In this BBC video about infinity they mention Graham's number. In the second part, Graham mentions that "maybe no one will ever know what [the first] digit is". This made me think: Could it be possible to show that (under some assumptions about the speed of our computers) we can never determine the first digit?

In logic you have independence results like "We cannot decide if AC is true in ZF". But we cannot hope for this kind of result in this case, since we can easily program a computer to give us the answer. The problem is, that we don't have enough time to wait for the answer!

In complexity theory you prove things like "no program can solve all problems in this infinite set of problems, fast". But in this case you only have one problem, and it is easy to write a program, that gives you the answer. Just write a program that prints "1" another that prints "2" ... and a program that prints "9". Now you have a program that gives you the answer! The problem is, that you don't know which of the 9 programs that are correct.

**Questions**

**Edit:** I have now stated the questions differently.
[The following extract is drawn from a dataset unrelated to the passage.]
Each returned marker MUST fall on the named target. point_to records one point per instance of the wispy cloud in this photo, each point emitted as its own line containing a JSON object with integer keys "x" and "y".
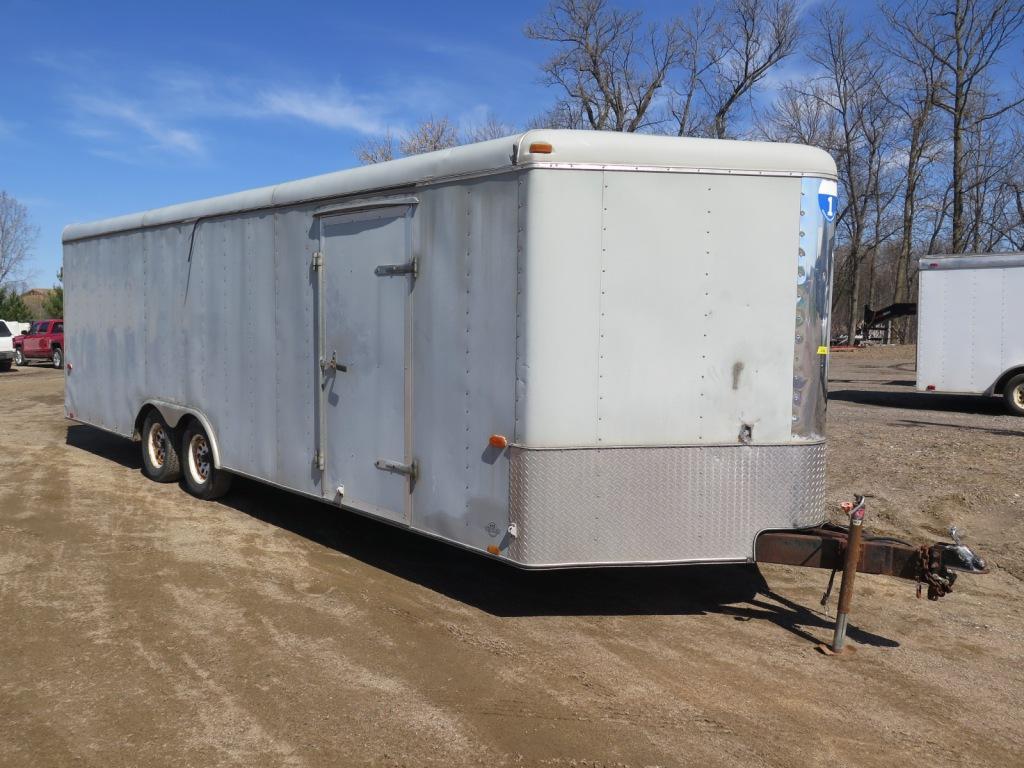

Before I asked about computer programs instead proofs.

- Could it be possible to show that any proof of what the first digit in Grahams numbers is, would have length at least $10^{100}$?
- Do there exist similar results? That is, do we know a decidable statement P and a proof that any proof or disproof of P must have length $10^{100}$.
- Or can we prove, that any proof that a proof or disproof of P must have length at least $n$, must itself have length at least $n$?

I think the answer to 3) is no, at least if all proofs are in the same system. Such a proof would prove that it should have length all least n for any n.

(Old Questions:

- Could it be possible to show that it would take a computer at least say $10^{100}$ steps to determine the first digit in Grahams number?
- Do there exist similar results? That is, do we know a decidable statement P and a proof that P cannot be decided in less that say $10^{100}$ steps.
- Or can we prove that we need at least $n$ steps to show that a decidable statement cannot be decided in less than $n$ steps?)

(I'm not sure I tagged correctly. Fell free to retag, or suggest better tags.)